OghmaNano 3D simulation window showing a hexagonal array of red spheres arranged in a close-packed hexagonal pattern, viewed from above and to the side. — The resulting hexagonal lattice in the OghmaNano 3D view. The 60° offset between rows is clearly visible, consistent with the a2 vector at 60° to a1.

The key values are a2_x = a/2 = 1.5 µm and a2_y = a√3/2 = 2.598 µm, which together give the 60° angle between a1 and a2 that defines hexagonal symmetry. The out-of-plane vector a3 is simply the layer-to-layer repeat distance along z.

7. Example: double helix using Lua scripting

A more visually complex example of what the Lua scripting mode can produce is a double helix — two interleaved helical strands winding around a common axis.

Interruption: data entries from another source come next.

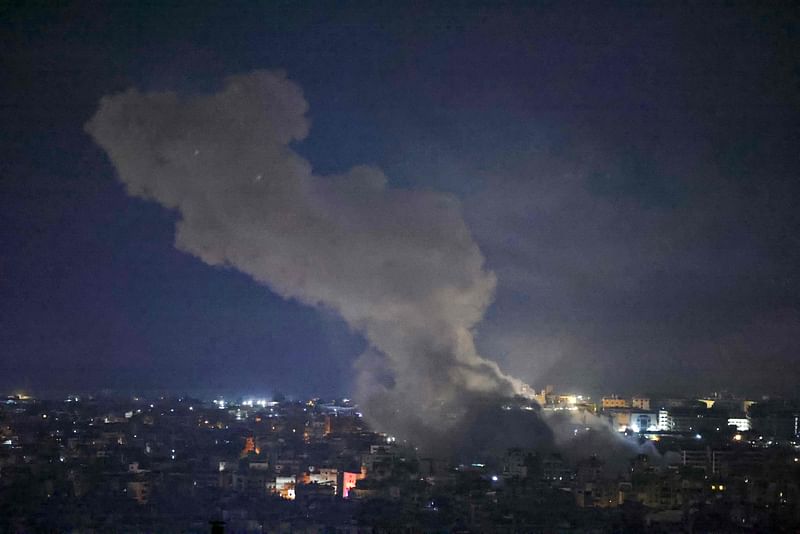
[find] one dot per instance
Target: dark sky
(628, 171)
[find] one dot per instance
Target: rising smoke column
(400, 266)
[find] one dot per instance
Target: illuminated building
(349, 481)
(250, 447)
(613, 402)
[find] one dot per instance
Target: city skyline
(632, 189)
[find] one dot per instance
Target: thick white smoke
(400, 266)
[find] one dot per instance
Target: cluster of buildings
(257, 465)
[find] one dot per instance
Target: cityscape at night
(718, 463)
(399, 267)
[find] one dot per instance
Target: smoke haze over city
(601, 198)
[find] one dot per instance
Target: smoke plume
(400, 266)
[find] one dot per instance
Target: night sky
(629, 171)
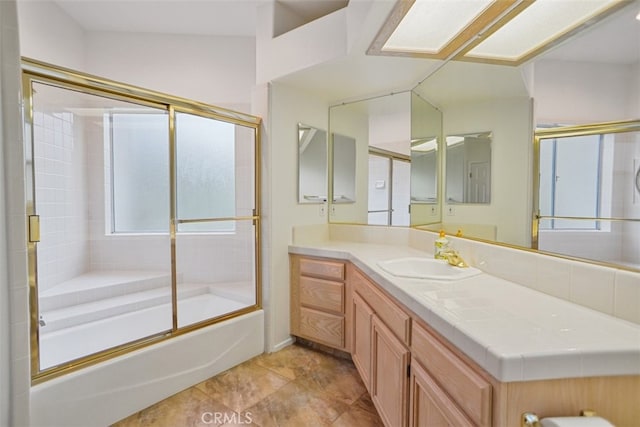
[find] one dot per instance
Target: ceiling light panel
(538, 26)
(430, 25)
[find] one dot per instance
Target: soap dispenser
(441, 246)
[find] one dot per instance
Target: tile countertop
(513, 332)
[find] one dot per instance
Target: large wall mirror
(397, 160)
(587, 201)
(344, 169)
(590, 78)
(468, 178)
(312, 164)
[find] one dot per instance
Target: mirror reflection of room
(469, 168)
(312, 164)
(586, 201)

This geometry cannot be expressed as a Bravais lattice and requires the scripting interface. The Lua code is shown in ?? and the resulting structure in ??.

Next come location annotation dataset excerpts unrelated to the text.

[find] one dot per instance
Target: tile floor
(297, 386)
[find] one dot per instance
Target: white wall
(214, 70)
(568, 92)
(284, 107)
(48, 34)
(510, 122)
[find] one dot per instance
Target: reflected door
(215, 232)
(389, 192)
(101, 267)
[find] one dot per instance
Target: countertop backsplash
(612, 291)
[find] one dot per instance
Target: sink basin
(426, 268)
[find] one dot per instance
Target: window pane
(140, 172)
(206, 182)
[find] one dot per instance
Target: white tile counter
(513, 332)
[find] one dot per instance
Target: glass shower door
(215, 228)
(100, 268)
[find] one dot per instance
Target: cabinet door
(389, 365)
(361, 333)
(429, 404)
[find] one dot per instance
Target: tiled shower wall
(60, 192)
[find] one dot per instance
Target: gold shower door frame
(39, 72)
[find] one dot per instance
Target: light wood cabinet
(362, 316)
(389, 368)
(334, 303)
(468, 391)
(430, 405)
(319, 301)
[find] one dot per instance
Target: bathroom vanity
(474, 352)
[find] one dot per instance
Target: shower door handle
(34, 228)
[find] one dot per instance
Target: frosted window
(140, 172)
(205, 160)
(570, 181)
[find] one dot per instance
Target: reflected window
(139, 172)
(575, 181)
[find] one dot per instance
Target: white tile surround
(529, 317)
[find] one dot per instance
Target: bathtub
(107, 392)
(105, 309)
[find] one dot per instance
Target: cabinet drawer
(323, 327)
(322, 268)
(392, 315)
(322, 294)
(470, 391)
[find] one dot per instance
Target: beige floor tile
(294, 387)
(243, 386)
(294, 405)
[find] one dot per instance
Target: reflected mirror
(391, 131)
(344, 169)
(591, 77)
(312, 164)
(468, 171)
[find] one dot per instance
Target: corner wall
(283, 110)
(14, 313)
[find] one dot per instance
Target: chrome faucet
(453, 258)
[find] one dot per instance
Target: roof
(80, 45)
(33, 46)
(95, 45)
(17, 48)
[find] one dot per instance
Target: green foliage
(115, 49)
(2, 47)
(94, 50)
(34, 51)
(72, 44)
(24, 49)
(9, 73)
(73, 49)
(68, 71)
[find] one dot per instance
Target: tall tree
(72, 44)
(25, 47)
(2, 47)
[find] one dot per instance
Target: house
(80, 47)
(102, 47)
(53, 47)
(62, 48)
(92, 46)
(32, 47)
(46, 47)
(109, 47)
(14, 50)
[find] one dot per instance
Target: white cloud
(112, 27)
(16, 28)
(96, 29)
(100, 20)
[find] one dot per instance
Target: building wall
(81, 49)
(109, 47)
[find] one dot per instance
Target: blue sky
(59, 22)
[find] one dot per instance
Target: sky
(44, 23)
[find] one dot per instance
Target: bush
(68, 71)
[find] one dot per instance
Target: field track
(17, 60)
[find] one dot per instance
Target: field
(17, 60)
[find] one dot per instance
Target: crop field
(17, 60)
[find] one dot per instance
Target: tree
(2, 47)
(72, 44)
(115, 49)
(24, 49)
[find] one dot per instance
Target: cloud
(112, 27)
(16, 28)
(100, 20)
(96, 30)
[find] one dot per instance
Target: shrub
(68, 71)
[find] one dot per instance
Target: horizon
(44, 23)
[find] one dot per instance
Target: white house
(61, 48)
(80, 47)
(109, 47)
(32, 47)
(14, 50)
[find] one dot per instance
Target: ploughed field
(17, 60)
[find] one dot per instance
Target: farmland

OghmaNano Lua script editor showing the double helix code. Two helical strands are generated using sin and cos functions offset by pi, with 200 points per strand over 6 turns. — The Lua script for the double helix. Two strands are generated using parametric trigonometric functions, offset from each other by π radians around the helix axis.

OghmaNano 3D simulation window showing a green double helix structure — two interleaved helical strands winding along the z axis over six complete turns. — The double helix rendered in the OghmaNano 3D view. Two interleaved strands wind over six complete turns, demonstrating the flexibility of the Lua scripting mode for generating non-periodic geometries.

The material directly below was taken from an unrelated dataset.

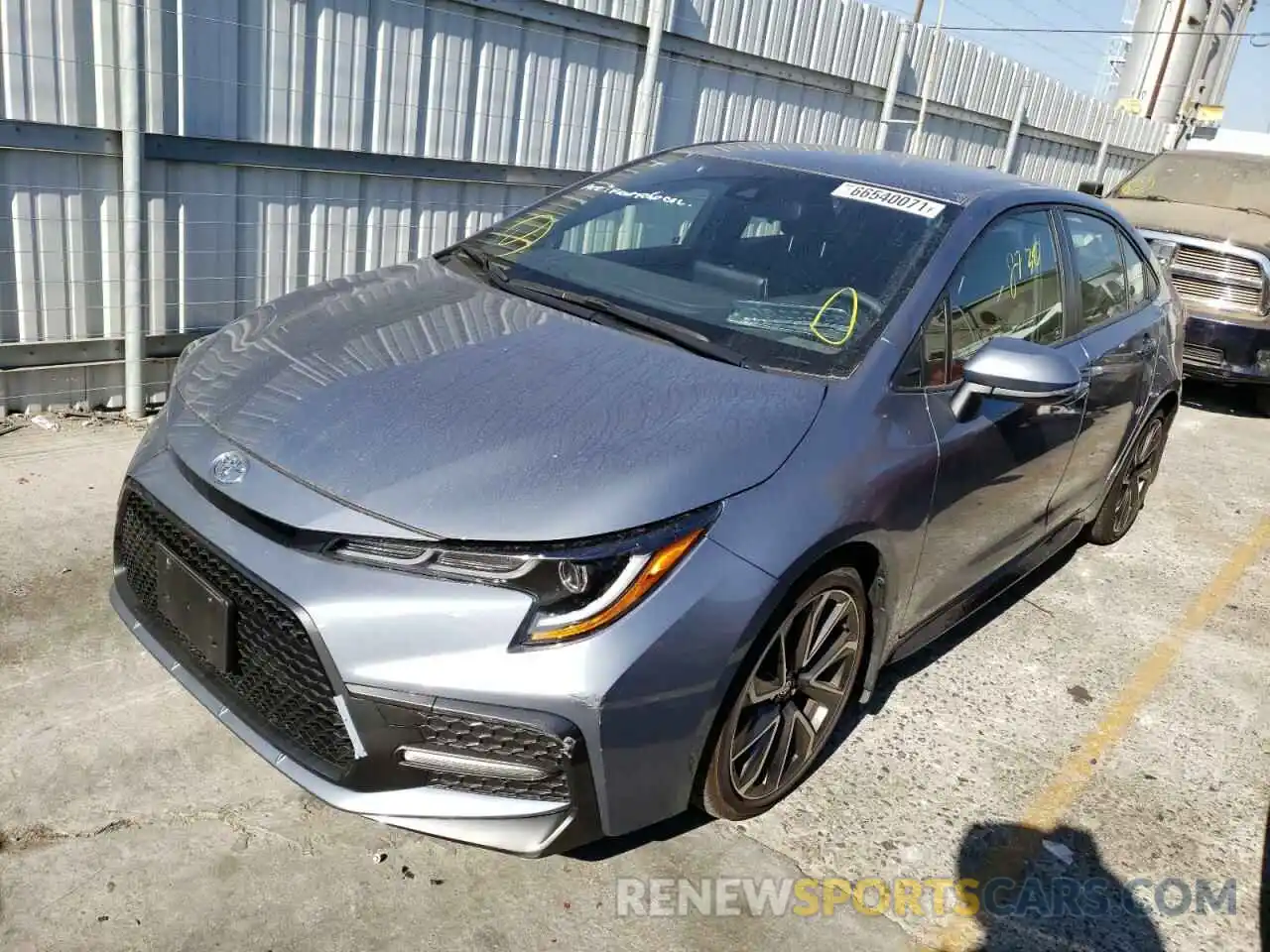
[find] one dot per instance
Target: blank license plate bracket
(200, 613)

The complete Lua script for this structure is:

clear_points()

N = 200
radius = 1.5e-6
pitch = 3e-6
turns = 6

for i = 1, N do
    t = (i / N) * turns * 2 * math.pi

    -- first helix strand
    x1 = radius * math.cos(t)
    y1 = radius * math.sin(t)
    z1 = (i / N) * turns * pitch
    add_point(x1, y1, z1)

    -- second helix strand offset by pi (opposite side)
    x2 = radius * math.cos(t + math.pi)
    y2 = radius * math.sin(t + math.pi)
    add_point(x2, y2, z1)

end

Each strand is traced by stepping the parameter t from 0 to 2π × turns. The x and y coordinates follow a circle of the given radius, while z increases linearly with t at the specified pitch. The second strand is offset by π radians — placing it on the opposite side of the helix axis at each point — which produces the characteristic interleaved double-helix geometry.

8. Summary

The step editor in OghmaNano provides three complementary methods for placing objects periodically in 3D space. Basic step mode handles simple uniform arrays with a single displacement vector. Crystal mode supports any Bravais lattice through three primitive vectors a1, a2, a3, enabling hexagonal, cubic, or custom non-orthogonal arrangements. Lua scripting mode removes all geometric constraints, allowing points to be placed at arbitrary coordinates computed from any mathematical expression — as illustrated by the double helix example above. In all three modes, every copy of the object inherits the same optical and electrical properties as the original, so the entire periodic structure can be modified by editing a single object.